Un ataúd estándar tiene aproximadamente 60 centímetros de alto; por lo que, si pusiéramos uno sobre otro los de todas las personas fallecidas en México el año pasado, se rebasaría con creces la estratósfera; o para ilustrarlo aún mejor: si se colocara uno junto a otro, podría construirse una línea que podría cubrir toda la ruta carretera desde Puebla hasta Guadalajara.

Hablar de esas magnitudes nos debe llevar a hacer un alto en el camino. A pesar de manera mesurada y responsable en torno a lo que somos como país; en torno a lo que queremos ser; y en torno a cómo es posible lograr las mejores condiciones de existencia posibles para todas y todos quienes habitamos a este dolorido suelo patrio.

El hueco existencial que implican los más de dos millones de vidas que se habrán perdido entre 2020 y la finalización de este 2021, no podrá llenarse jamás con nada; es un vacío definitivo; un silencio irreversible que, paradójicamente, resuena en la memoria personal y colectiva, y que nos cuestiona y nos confronta todos los días. Es un silencio que habrá de alcanzarnos permanentemente a lo largo de nuestras vidas.

Sorprende que en este escenario no se haya dado una revuelta; sorprende el nivel de confianza que millones mantienen en la conducción atípica de las riendas del Estado, por parte de esta administración, y de su partido en el Congreso. Sin duda, es deseable que México siga transitando por las rutas de la paz y la democracia; y por ello es de un enorme riesgo el desbordado optimismo de la presidencia respecto de las acciones que ha puesto en marcha, y de los resultados que están obteniéndose.

Entre los negros nubarrones que amenazan al país se encuentran, no debe olvidarse, las tentaciones autoritarias de una derecha política que no se ha ido; que no deja de acechar y de intentar imponer una visión aún más conservadora y aún más contraria al interés general que la que tenemos ahora.

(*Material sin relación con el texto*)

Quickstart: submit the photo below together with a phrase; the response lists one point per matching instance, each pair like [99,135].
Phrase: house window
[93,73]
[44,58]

Por ello, la reiterada y supuesta vocación de la presidencia, de construir un país con mayor justicia y dignidad debe concretarse en hechos tangibles. Y por ello el presidente de la República debe rectificar en muchas de sus políticas y decisiones; porque más muerte y mayor tristeza ya no caben ni deben caber en México.

Pavimentar de ataúdes a la República no es el mejor legado que puede dejar un mandatario, aún cuando se tenga como coartada la aparición de una pandemia frente a la que nuestro país tenía muy pocas capacidades de resiliencia, pero ante la que también se renunció a hacer todo lo que podía hacerse para aminorar el tremendo impacto que ya se ha visto de qué magnitud es.

Banalizar la muerte es una de las peores acciones que puede poner en operación, de manera voluntaria o involuntaria, cualquier administración. Por eso urge que se serenen los ánimos en todos lados; que cese el conflicto; y que en serio el Ejecutivo se coloque al frente, no de “su proyecto”, sino del Estado mexicano, y convoque con ánimo sincero de diálogo a la paz, a la reconciliación y a la seriedad a la que nos obliga la memoria y el silencio sepulcral de los muertos.